The Chicago School claimed not to preclude other theories of criticism. It did, however, criticize those who were not clear or consistent about the initial hypotheses and definitions behind their theories. It thus appeared to many of the proponents of those theories that the Chicago School was claiming that theirs was the only good and effective approach to literature. For this reason, they were considered by some critics (including W.K. Wimsatt, whose essay "The Chicago Critics" is a critical assessment of their work) to be hypocritical, although they would vehemently deny this.

== Purpose ==
Many of the ideas of the Chicago School are thought to have come out of the reorganization of undergraduate education at the University of Chicago by Robert Maynard Hutchins, then President there. He placed great importance on primary sources and interdisciplinary studies for all students. Crane and his colleagues were forced to defend English as a valid topic of study, and the Chicago School might have developed partly from this pressure to put the study of English on a sound classical basis.
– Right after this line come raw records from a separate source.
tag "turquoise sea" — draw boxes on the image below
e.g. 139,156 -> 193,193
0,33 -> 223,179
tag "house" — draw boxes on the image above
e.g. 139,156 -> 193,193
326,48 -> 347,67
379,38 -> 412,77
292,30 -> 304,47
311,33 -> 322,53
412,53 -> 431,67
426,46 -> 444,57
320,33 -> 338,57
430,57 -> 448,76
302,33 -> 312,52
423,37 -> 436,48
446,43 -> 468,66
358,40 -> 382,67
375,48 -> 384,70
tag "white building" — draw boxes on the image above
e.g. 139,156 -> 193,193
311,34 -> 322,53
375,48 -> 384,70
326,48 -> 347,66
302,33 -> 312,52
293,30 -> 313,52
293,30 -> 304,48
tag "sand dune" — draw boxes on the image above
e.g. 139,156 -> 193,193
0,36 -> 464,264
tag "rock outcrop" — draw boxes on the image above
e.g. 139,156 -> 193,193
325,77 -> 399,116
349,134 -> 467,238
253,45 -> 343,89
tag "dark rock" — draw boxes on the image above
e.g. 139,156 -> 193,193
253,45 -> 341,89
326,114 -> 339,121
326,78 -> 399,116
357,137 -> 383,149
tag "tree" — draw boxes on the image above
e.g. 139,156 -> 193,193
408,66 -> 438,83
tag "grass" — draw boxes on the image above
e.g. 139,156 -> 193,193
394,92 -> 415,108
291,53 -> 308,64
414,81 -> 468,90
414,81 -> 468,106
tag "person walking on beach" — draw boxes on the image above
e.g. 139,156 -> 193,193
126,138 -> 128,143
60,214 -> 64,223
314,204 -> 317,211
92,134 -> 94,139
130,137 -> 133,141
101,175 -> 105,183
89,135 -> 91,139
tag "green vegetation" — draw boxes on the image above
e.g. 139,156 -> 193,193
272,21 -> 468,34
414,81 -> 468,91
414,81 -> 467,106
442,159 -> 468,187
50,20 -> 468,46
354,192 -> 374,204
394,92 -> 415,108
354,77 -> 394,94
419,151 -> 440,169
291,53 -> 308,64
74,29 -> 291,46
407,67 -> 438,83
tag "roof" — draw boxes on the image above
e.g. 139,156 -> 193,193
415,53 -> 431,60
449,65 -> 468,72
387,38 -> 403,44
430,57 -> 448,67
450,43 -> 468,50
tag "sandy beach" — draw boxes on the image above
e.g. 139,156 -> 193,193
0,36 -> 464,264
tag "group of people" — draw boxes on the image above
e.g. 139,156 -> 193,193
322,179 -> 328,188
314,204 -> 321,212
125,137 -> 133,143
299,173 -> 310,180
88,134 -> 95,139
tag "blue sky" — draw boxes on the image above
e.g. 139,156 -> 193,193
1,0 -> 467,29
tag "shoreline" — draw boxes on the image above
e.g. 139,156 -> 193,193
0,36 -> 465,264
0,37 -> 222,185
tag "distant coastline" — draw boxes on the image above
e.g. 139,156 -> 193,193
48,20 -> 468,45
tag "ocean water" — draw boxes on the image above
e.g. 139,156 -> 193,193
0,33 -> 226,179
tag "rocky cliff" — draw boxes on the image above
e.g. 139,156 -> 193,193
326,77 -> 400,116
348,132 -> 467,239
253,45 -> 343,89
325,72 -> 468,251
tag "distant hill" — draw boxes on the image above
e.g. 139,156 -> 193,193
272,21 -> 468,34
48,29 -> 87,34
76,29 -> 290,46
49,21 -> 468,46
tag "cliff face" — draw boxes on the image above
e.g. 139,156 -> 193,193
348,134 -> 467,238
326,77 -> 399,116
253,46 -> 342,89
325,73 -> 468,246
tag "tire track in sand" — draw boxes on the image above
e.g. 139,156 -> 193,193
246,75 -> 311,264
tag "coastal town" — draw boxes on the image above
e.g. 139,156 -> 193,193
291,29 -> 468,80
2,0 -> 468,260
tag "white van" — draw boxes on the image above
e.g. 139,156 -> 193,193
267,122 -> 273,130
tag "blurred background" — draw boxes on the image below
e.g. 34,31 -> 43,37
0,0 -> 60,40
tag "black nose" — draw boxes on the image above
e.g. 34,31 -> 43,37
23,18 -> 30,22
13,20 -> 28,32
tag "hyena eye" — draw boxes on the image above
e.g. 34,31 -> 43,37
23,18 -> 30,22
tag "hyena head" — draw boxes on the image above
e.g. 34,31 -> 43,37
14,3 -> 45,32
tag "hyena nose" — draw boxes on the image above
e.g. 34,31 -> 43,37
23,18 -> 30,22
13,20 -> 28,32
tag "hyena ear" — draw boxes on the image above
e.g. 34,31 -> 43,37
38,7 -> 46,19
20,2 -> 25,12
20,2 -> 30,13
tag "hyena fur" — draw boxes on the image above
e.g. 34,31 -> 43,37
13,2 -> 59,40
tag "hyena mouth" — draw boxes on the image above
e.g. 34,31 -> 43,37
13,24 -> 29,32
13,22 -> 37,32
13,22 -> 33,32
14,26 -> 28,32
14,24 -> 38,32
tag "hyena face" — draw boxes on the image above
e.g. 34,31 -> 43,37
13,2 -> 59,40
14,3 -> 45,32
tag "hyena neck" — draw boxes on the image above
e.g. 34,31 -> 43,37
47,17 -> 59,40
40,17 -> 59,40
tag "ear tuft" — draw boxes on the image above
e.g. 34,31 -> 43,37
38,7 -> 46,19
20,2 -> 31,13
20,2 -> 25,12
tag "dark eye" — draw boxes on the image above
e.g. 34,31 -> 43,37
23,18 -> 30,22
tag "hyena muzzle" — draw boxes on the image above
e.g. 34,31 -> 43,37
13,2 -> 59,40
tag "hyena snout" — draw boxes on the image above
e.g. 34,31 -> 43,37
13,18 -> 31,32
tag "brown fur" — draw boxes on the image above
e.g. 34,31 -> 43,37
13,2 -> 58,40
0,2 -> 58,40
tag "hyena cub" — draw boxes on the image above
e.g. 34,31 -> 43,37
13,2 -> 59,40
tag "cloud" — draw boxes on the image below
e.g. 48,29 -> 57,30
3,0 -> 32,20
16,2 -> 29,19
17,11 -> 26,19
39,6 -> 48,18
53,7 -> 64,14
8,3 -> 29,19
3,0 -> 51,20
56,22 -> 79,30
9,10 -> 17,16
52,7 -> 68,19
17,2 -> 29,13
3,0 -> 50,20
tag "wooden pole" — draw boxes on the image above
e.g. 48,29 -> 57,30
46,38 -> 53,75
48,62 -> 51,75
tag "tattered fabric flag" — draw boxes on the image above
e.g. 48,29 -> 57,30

Other key figures in the Chicago School were Norman Maclean, Elder Olson, William Rea Keast and Bernard Weinberg. After this first generation, the most important critics to carry on the theory were Wayne C. Booth (who taught at the University of Chicago from 1947-1950 and again from 1962 until his death in 2005) and his contemporaries, Richard L. Levin, Sheldon Sacks, Robert Marsh, Arthur Heiserman, Ralph W. Rader, and Mortimer J. Adler. Booth loosened the rigid categories of genre originally set forth by the Chicago School and moved the concentration away from poetry toward rhetoric. The Chicago School has demonstrated continuing importance, and continuing flexibility, in the work of the third-generation Chicago critics, including Michael Boardman, Barbara Foley, Walter A. Davis, Dorothy Hale, Elizabeth Langland, James Phelan, Peter J. Rabinowitz, David H. Richter, and Harry Shaw, among others.

==Works==
Notable works in the Chicago School include Critics and Criticism (Crane, ed. Chicago, 1952), The Languages of Criticism and the Structure of Poetry (Crane, Toronto, 1953), and The Rhetoric of Fiction (Booth. Chicago, 1983).